Section 3020a of Education Law, amended in 2012, sets forth the procedures for hearings against tenured teachers
Where charges of incompetence are brought based solely upon a pattern of ineffective teaching or performance of a classroom teacher or principal, the hearing shall be conducted before and by a single hearing officer in an expedited hearing, and shall be completed within sixty days after the pre-hearing conference.
Such charges shall allege that the employing board has developed and substantially implemented a teacher or principal improvement plan in accordance with subdivision four of section three thousand twelve-c of this article for the employee following the first evaluation in which the employee was rated ineffective, and the immediately preceding evaluation if the employee was rated developing. Notwithstanding any other provision of law to the contrary, a pattern of ineffective teaching or performance as defined in section three thousand twelve-c of this article shall constitute very significant evidence of incompetence for purposes of this section. Nothing in this subparagraph shall be construed to limit the defenses which the employee may place before the hearing officer in challenging the allegation of a pattern of ineffective teaching or performance.
The hearing officer shall render a written decision within thirty days of the last day of the final hearing, or in the case of an expedited hearing within ten days of such expedited hearing
The written decision shall include the hearing officer’s findings of fact on each charge, his or her conclusions with regard to each charge based on said findings and shall state what penalty or other action, if any, shall be taken by the employing board. At the request of the employee, in determining what, if any, penalty or other action shall be imposed, the hearing officer shall consider the extent to which the employing board made efforts towards correcting the behavior of the employee which resulted in charges being brought under this section through means including but not limited to: remediation, peer intervention or an employee assistance plan. In those cases where a penalty is imposed, such penalty may be a written reprimand, a fine, suspension for a fixed time without pay, or dismissal. In addition to or in lieu of the aforementioned penalties, the hearing officer, where he or she deems appropriate, may impose upon the employee remedial action including but not limited to leaves of absence with or without pay, continuing education and/or study, a requirement that the employee seek counseling or medical treatment or that the employee engage in any other remedial or combination of remedial actions.
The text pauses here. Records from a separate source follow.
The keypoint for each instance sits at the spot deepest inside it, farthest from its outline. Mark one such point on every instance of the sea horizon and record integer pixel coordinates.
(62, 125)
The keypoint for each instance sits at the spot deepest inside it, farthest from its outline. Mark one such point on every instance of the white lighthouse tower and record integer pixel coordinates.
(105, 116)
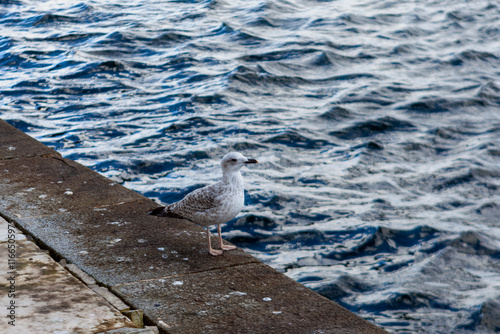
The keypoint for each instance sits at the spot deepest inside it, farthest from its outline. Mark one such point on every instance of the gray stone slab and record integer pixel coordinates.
(45, 297)
(120, 244)
(251, 298)
(16, 144)
(39, 186)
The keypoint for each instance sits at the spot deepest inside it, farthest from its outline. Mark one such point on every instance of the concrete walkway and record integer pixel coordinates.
(158, 266)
Summary of the timelines can be found here.
The SED Guidance document is here – see pages 25-27 for procedures to dismiss a probationary teacher
The lengthy and dense statute, Section 3012-c is here.
Most teacher discipline involves “constitutionally and statutory permissible reasons other than classroom performance without regard to APPR,” meaning a “bad act,” which the law goes on to define as “permissible reasons include, but are not limited to, misconduct, insubordination, time and attendance issues, or, conduct inappropriate for a teaching professional.” The cases include convictions or guilty pleas for crimes involving drugs, violence or sexual misconduct, for certain felonies the teacher is discharged without a hearing. In recent years posting on social media deemed inappropriate or inappropriate texts can constitute chargeable offenses.
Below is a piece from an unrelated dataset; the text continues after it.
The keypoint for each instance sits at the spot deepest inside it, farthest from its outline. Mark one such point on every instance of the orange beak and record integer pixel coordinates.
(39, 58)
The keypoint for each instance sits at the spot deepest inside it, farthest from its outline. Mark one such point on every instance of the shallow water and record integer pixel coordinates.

If there are teachers with successive “ineffective” overall scores (60 + 20 + 20) on the APPR a school district may proffer charges pursuant to the provisions of Section 3012-c as described above.
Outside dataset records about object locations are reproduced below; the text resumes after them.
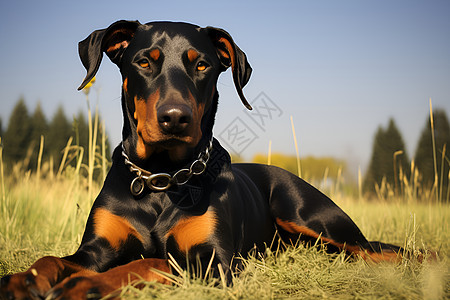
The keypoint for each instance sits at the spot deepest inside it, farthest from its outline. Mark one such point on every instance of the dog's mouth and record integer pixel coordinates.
(178, 147)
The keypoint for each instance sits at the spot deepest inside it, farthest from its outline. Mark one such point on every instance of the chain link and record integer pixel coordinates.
(162, 181)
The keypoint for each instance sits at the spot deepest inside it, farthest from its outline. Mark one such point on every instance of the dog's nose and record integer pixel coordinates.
(174, 119)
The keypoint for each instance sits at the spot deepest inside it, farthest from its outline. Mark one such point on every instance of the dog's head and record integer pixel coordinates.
(169, 72)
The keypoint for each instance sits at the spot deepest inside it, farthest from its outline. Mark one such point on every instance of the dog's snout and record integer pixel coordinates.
(174, 119)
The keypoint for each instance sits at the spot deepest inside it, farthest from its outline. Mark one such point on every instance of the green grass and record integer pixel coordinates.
(44, 213)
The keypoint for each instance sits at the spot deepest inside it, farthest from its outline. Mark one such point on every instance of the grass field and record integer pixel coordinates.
(45, 213)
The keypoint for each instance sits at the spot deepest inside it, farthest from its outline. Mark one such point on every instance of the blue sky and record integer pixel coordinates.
(339, 68)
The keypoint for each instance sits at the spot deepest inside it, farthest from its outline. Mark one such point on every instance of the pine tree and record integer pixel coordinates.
(39, 127)
(424, 152)
(60, 130)
(17, 135)
(388, 143)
We will find out in the fall after the second year scores are released, the scores are impacted by the modification just approved by the legislature.
In my view the tenure laws in New York State will survive any constitutional challenge – the Vergara Decision (Read full decision here) in California will not have legs in New York State.
And, I anxiously await the Post praising teachers for the leap in scores on the state tests – I won’t hold my breath!!